Running a Pytorch sample¶

Activate your PyTorch virtual environment, install modelzoo requirements, and change to the working directory¶

source ~/R_2.4.0/venv_cerebras_pt/bin/activate
pip install -r ~/R_2.4.0/modelzoo/requirements.txt
cd ~/R_2.4.0/modelzoo/src/cerebras/modelzoo/models/nlp/gpt3

Next, copy a sample config file. This is for a small GPT3 model, modified to use a preprocessed dataset and to run for fewer steps.
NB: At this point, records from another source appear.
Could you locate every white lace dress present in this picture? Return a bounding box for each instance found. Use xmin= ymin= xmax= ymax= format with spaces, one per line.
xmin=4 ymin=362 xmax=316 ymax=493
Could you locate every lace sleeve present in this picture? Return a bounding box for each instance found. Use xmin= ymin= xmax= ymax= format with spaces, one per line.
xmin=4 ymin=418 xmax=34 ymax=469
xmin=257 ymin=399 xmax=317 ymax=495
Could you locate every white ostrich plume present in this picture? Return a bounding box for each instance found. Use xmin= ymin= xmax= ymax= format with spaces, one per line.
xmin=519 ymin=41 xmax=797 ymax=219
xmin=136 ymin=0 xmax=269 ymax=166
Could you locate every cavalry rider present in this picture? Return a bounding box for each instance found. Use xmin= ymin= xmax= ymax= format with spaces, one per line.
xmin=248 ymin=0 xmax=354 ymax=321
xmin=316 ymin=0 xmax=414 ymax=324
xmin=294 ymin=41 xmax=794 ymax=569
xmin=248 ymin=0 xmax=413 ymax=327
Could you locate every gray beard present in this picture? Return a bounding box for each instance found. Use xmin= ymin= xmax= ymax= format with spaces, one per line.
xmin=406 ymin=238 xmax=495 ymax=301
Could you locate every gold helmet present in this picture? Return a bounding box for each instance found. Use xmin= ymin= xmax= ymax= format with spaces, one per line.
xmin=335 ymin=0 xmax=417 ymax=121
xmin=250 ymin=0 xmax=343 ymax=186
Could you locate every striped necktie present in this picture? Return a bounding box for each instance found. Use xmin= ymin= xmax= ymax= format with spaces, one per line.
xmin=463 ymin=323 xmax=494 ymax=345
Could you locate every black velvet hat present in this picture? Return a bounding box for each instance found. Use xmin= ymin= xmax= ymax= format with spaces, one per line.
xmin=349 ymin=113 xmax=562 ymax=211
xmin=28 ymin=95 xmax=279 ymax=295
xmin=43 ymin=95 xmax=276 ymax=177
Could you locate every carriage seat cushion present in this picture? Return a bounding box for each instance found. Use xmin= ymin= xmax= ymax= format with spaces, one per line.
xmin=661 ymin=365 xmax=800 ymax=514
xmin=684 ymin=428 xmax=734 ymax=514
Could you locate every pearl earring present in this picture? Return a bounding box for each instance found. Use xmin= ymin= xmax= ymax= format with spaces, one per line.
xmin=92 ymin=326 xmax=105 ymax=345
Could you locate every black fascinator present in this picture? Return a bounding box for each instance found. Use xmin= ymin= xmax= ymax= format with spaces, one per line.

cp /software/cerebras/dataset/OWT/Pytorch/111m_modified.yaml configs/Cerebras_GPT/111m_modified.yaml

Running a sample PyTorch training job¶

To run the sample:

export MODEL_DIR=model_dir_gpt3_111m
# deletion of the model_dir is only needed if sample has been previously run
if [ -d "$MODEL_DIR" ]; then rm -Rf $MODEL_DIR; fi
python run.py CSX --job_labels name=gpt3_111m --params configs/Cerebras_GPT/111m_modified.yaml --num_csx=1 --mode train --model_dir $MODEL_DIR --mount_dirs /home/ /software --python_paths /home/$(whoami)/R_2.4.0/modelzoo/src --compile_dir $(whoami) |& tee mytest.log

A successful GPT3 (111m parameters) PyTorch training run should finish with output resembling the following:

2023-11-29 18:13:13,048 INFO:   | Train Device=CSX, Step=1950, Loss=2.28834, Rate=397.31 samples/sec, GlobalRate=433.98 samples/sec
2023-11-29 18:13:13,555 INFO:   | Train Device=CSX, Step=2000, Loss=2.34778, Rate=395.69 samples/sec, GlobalRate=431.83 samples/sec
2023-11-29 18:13:13,555 INFO:   Saving checkpoint at step 2000
2023-11-29 18:13:17,242 INFO:   Saved checkpoint model_dir/checkpoint_2000.mdl
2023-11-29 18:13:55,517 INFO:   Heartbeat thread stopped for wsjob-fpwqt7maq8a5mxvblwwzbu.
2023-11-29 18:13:55,523 INFO:   Training completed successfully!
2023-11-29 18:13:55,523 INFO:   Processed 4000 sample(s) in 51.230697212 seconds.